Federal Deficit Spending (Quarterly) and Inflation. Part 2

The full data sets for the 56 years from 1966 to 2022 show no discernable association patterns (correlations) for U.S. federal deficit spending growth and inflation changes.1  This post continues that analysis by looking specifically at the various regimes of inflation change during the 56-year timeline.


From a photo by Giorgio Trovato on Unsplash

Introduction

The 71 years from 1952 to 2022 are divided into three types of inflationary behavior:1

  1. Significant inflation increases;
  2. Significant inflation decreases;
  3. No significant inflation changes.

An inflation change is significant if it is ≥4.0% with no intervening countertrend change >1.5%.

Previously, we defined the partitioning of inflation into the pattern in Table 1.

Table 1.  Timeline of Inflation Data 1952-2022 (Previously Table 4*.1)

Since quarterly data for federal deficit spending was unavailable before 1965, analysis can only be done for the latter part of data set C and later.

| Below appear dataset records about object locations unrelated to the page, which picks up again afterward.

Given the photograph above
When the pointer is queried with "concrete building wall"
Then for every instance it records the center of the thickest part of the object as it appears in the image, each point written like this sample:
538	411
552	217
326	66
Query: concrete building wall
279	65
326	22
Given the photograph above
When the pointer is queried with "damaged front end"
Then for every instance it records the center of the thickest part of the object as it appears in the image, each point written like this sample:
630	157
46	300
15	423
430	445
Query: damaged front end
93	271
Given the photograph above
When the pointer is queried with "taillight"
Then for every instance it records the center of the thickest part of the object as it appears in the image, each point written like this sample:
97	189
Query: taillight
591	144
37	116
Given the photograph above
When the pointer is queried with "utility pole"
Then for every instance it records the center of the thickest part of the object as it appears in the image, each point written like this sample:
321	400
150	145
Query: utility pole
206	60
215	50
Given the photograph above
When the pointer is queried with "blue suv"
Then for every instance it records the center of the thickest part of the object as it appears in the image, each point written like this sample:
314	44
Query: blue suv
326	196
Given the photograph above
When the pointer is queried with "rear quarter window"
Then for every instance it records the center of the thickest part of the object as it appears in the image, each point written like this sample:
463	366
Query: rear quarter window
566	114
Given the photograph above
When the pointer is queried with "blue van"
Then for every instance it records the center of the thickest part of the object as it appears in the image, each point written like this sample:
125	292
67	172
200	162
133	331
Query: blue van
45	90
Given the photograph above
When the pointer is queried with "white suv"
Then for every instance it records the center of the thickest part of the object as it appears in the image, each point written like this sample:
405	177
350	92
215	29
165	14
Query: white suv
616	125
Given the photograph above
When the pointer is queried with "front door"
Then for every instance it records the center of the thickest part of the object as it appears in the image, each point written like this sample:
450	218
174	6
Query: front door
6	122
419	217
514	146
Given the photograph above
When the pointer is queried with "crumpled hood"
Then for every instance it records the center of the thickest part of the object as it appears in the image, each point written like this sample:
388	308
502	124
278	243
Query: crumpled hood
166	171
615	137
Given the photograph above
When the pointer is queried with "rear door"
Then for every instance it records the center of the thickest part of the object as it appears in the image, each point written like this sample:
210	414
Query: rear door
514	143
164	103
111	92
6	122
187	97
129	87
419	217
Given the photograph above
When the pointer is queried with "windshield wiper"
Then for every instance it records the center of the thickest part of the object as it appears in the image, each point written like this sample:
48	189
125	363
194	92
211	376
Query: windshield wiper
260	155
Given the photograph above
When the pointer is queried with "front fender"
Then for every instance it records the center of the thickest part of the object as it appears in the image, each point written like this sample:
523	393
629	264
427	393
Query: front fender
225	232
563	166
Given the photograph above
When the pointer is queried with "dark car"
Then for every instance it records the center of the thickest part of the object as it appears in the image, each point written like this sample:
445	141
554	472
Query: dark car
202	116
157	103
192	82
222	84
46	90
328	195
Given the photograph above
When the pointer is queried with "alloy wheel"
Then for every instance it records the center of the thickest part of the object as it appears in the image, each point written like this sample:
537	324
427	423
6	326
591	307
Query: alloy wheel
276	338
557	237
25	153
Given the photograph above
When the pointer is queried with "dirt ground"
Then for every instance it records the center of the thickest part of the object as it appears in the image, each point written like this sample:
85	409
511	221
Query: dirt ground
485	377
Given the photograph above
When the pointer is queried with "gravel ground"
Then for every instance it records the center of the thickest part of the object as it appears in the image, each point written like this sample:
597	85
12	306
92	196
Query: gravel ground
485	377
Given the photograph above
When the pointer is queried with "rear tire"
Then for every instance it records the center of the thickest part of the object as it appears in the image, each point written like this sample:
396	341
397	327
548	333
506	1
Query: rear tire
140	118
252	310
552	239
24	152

We will examine each category of inflation behavior separately.  In this piece, we analyze the significantly positive periods of inflation (positive inflation surges).

Data

The data is from Tables 5-17, prepared previously.

There are 13 quarterly timeline alignments:

  • Federal Deficit Spending and CPI Inflation quarters are coincident.
  • Federal Deficit Spending leads and lags CPI Inflation by one quarter (±3 months)
  • Federal Deficit Spending leads and lags CPI Inflation by two quarters (±6 months)
  • Federal Deficit Spending leads and lags CPI Inflation by three quarters (±9 months)
  • Federal Deficit Spending leads and lags CPI Inflation by four quarters (±12 months)
  • Federal Deficit Spending leads and lags CPI Inflation by six quarters (±18 months)
  • Federal Deficit Spending leads and lags CPI Inflation by eight quarters (±24 months)

Analysis

3Q 1965 – 4Q 1969

By our definition, the period from 1959 to 1969 constitutes a period of inflation growth—inflation growing by 4% or more without a pullback greater than 1.5%. However, the decade can be divided into slower inflation growth (1959-1964) and more rapid growth (1965-1969). Therefore, we analyzed the association between nonfinancial corporate credit and inflation in these periods.  There is no quarterly data for deficit spending for the earlier period.  Thus, only the second period is analyzed.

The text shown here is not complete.